夙愿已清 提交于 2021-01-27 14:11:38

问题


In The Linux Documentation Project (I didn't find details about the regex metacharacters in the Bash manual), the metachars ^ and $ are defined as matching lines:

^: Matches the empty string at the beginning of a line [...]
$: Matches the empty string at the end of a line

however, when I try, this is not correct:

$ string="a
> b
> c"

$ [[ $string =~ ^a ]] && echo BOS match
BOS match

$ [[ $string =~ ^b ]] && echo BOL match
# nothing

Are the manuals really wrong, or I am missing something?


回答1:


^ matches start of the whole input string and $ matches the end of the whole input string in a POSIX regex (Bash uses POSIX ERE). The document you link to mentions lines because most text processing tools, like sed, grep or awk read the input line by line by default, and string coincides with the line in the majority of cases.

See POSIX regex documentation:

9.3.8 BRE Expression Anchoring

A BRE can be limited to matching strings that begin or end a line; this is called "anchoring". The circumflex and dollar sign special characters shall be considered BRE anchors in the following contexts:

  1. A circumflex ( '^' ) shall be an anchor when used as the first character of an entire BRE. The implementation may treat the circumflex as an anchor when used as the first character of a subexpression. The circumflex shall anchor the expression (or optionally subexpression) to the beginning of a string; only sequences starting at the first character of a string shall be matched by the BRE. For example, the BRE "^ab" matches "ab" in the string "abcdef", but fails to match in the string "cdefab". The BRE "(^ab)" may match the former string. A portable BRE shall escape a leading circumflex in a subexpression to match a literal circumflex.

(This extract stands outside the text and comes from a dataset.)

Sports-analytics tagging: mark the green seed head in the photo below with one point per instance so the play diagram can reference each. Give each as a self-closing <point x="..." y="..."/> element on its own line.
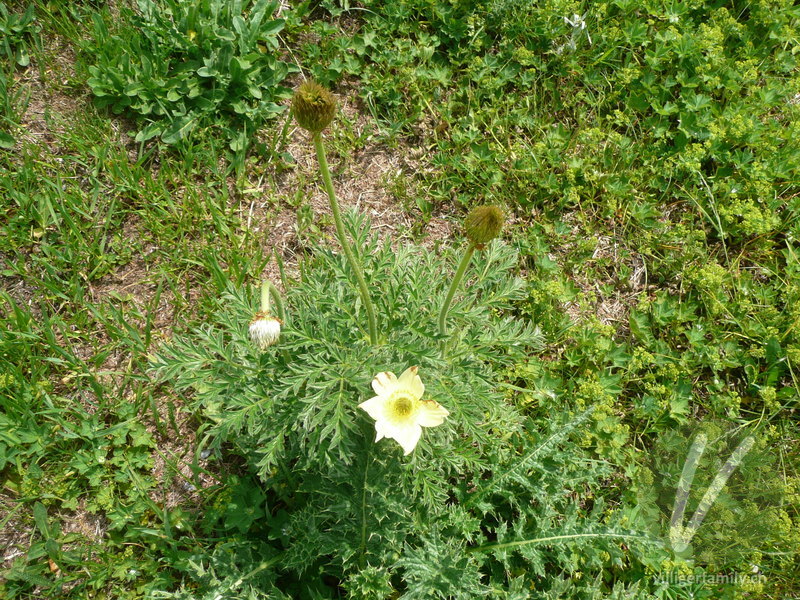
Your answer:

  2. A dollar sign ( '$' ) shall be an anchor when used as the last character of an entire BRE. The implementation may treat a dollar sign as an anchor when used as the last character of a subexpression. The dollar sign shall anchor the expression (or optionally subexpression) to the end of the string being matched; the dollar sign can be said to match the end-of-string following the last character.

  3. A BRE anchored by both '^' and '$' shall match only an entire string. For example, the BRE "^abcdef$" matches strings consisting only of "abcdef".